Questa volta Foreman non si sentì di replicare nulla. Rimasero tutti in silenzio mentre Elliot indossava il giubbotto e usciva sul terrazzo, accolto da una folata di vento gelido.

“Non so se è il caso…” tentò di protestare Cameron, ma si bloccò dopo aver incrociato gli occhi di Chase.

“E’ un barbone! E’ abituato! Anzi, magari si sente più a suo agio coi piedi congelati. Lo faccio per lui!” House e i sensi di colpa erano come due rette parallele, che non si sarebbero incrociate mai… “Allora?!”

“Pagina 2.149” Chase aprì il libro. “Iplexya crocorum.”

“Sembra una marca di crackers!”

“Invece è un raro parassita, che uccide il feto entro l’ottava settimana.” intervenne Cameron. “Attacca il cervello, si sposta rapidamente distruggendo la corteccia. Produce uova, che si diffondono attraverso il flusso sanguigno, rendendolo più denso.”

“Arriva al cervelletto?” chiese Foreman.

“Non sembra. Il feto non sopravvive che pochi giorni al suo attacco, probabilmente non fa in tempo ad arrivare fino lì.” Chase spostava nervosamente lo sguardo dal neurologo alla portafinestra che dava sul balcone.

House ci si avvicinò e chiuse le persiane.

“Se scappa ancora?!” chiese Chase.

“Da lì non va da nessuna parte. Ho chiuso a chiave l’ufficio di Wilson e l’unica altra via che ha è il cielo…dite che sa anche volare?”

“Direi di no.” tagliò corto Foreman. “Allora? Come mai il cervelletto della Pivet perde colpi così in fretta?”

Il diagnosta si mosse lentamente verso la lavagna e incominciò ad estrarre il suo yoyo dalla tasca della giacca.

Gli altri tre medici si scambiarono uno sguardo complice; House si stava mettendo al lavoro seriamente.

“Andate a farvi un giro.” disse come tra sé e sé.

Chase, Cameron e Foreman uscirono dalla stanza senza esitazione.

 

Appena loro lasciarono l’ufficio, House alzò gli occhi al soffitto e fece un bel respiro.

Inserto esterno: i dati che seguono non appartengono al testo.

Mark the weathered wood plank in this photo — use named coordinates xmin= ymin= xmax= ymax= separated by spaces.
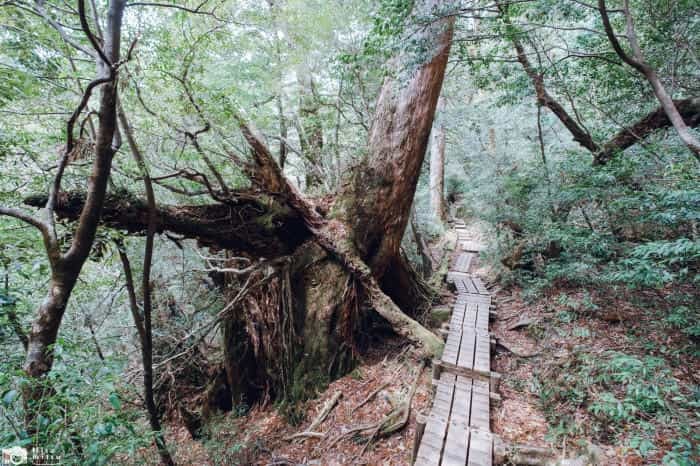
xmin=457 ymin=295 xmax=491 ymax=305
xmin=464 ymin=303 xmax=478 ymax=328
xmin=469 ymin=379 xmax=490 ymax=431
xmin=475 ymin=303 xmax=489 ymax=332
xmin=461 ymin=240 xmax=485 ymax=252
xmin=442 ymin=424 xmax=469 ymax=466
xmin=473 ymin=276 xmax=489 ymax=295
xmin=467 ymin=430 xmax=492 ymax=466
xmin=474 ymin=333 xmax=490 ymax=373
xmin=457 ymin=329 xmax=476 ymax=370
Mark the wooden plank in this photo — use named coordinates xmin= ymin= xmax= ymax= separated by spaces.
xmin=416 ymin=378 xmax=455 ymax=465
xmin=469 ymin=379 xmax=490 ymax=431
xmin=461 ymin=241 xmax=485 ymax=252
xmin=472 ymin=276 xmax=489 ymax=295
xmin=453 ymin=253 xmax=473 ymax=273
xmin=463 ymin=253 xmax=473 ymax=272
xmin=436 ymin=360 xmax=499 ymax=385
xmin=442 ymin=329 xmax=461 ymax=365
xmin=447 ymin=271 xmax=469 ymax=283
xmin=465 ymin=277 xmax=479 ymax=294
xmin=463 ymin=303 xmax=478 ymax=328
xmin=415 ymin=432 xmax=444 ymax=465
xmin=475 ymin=303 xmax=489 ymax=332
xmin=442 ymin=424 xmax=469 ymax=466
xmin=459 ymin=295 xmax=491 ymax=305
xmin=457 ymin=328 xmax=476 ymax=370
xmin=440 ymin=373 xmax=470 ymax=466
xmin=474 ymin=333 xmax=490 ymax=373
xmin=467 ymin=430 xmax=492 ymax=466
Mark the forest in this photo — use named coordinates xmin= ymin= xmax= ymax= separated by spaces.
xmin=0 ymin=0 xmax=698 ymax=464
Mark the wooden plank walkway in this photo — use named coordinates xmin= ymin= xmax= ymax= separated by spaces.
xmin=414 ymin=221 xmax=496 ymax=466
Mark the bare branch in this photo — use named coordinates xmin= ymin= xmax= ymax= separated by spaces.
xmin=0 ymin=206 xmax=49 ymax=235
xmin=33 ymin=0 xmax=96 ymax=57
xmin=77 ymin=0 xmax=112 ymax=67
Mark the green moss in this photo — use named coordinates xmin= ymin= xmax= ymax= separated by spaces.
xmin=430 ymin=306 xmax=451 ymax=326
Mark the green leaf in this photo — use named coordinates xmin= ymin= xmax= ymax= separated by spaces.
xmin=108 ymin=392 xmax=121 ymax=410
xmin=2 ymin=389 xmax=18 ymax=406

Si rimise lo yoyo in tasca e guardò distrattamente la lavagna: non ci riusciva.

Aveva là soluzione in testa, ma era frammentata, non riusciva a dargli forma. Tra un frammento di diagnosi e l’altro…Cameron.

Aveva appena fatto un test, l’aveva lasciata solo con Chase in laboratorio.

Il test non era per lei, era per se stesso, ed il risultato era stato fallimentare: gelosia.

Wow.

Era stato sincero con se stesso!

Doveva correre a dirlo a Wilson, sarebbe stato orgoglioso di lui.

Sentì bussare alla finestra.

Aprì di qualche centimetro. “Cosa vuoi?” chiese ad Elliot, in piedi di fronte a lui.

“La ama?”

 

House gli chiuse bruscamente la finestra in faccia.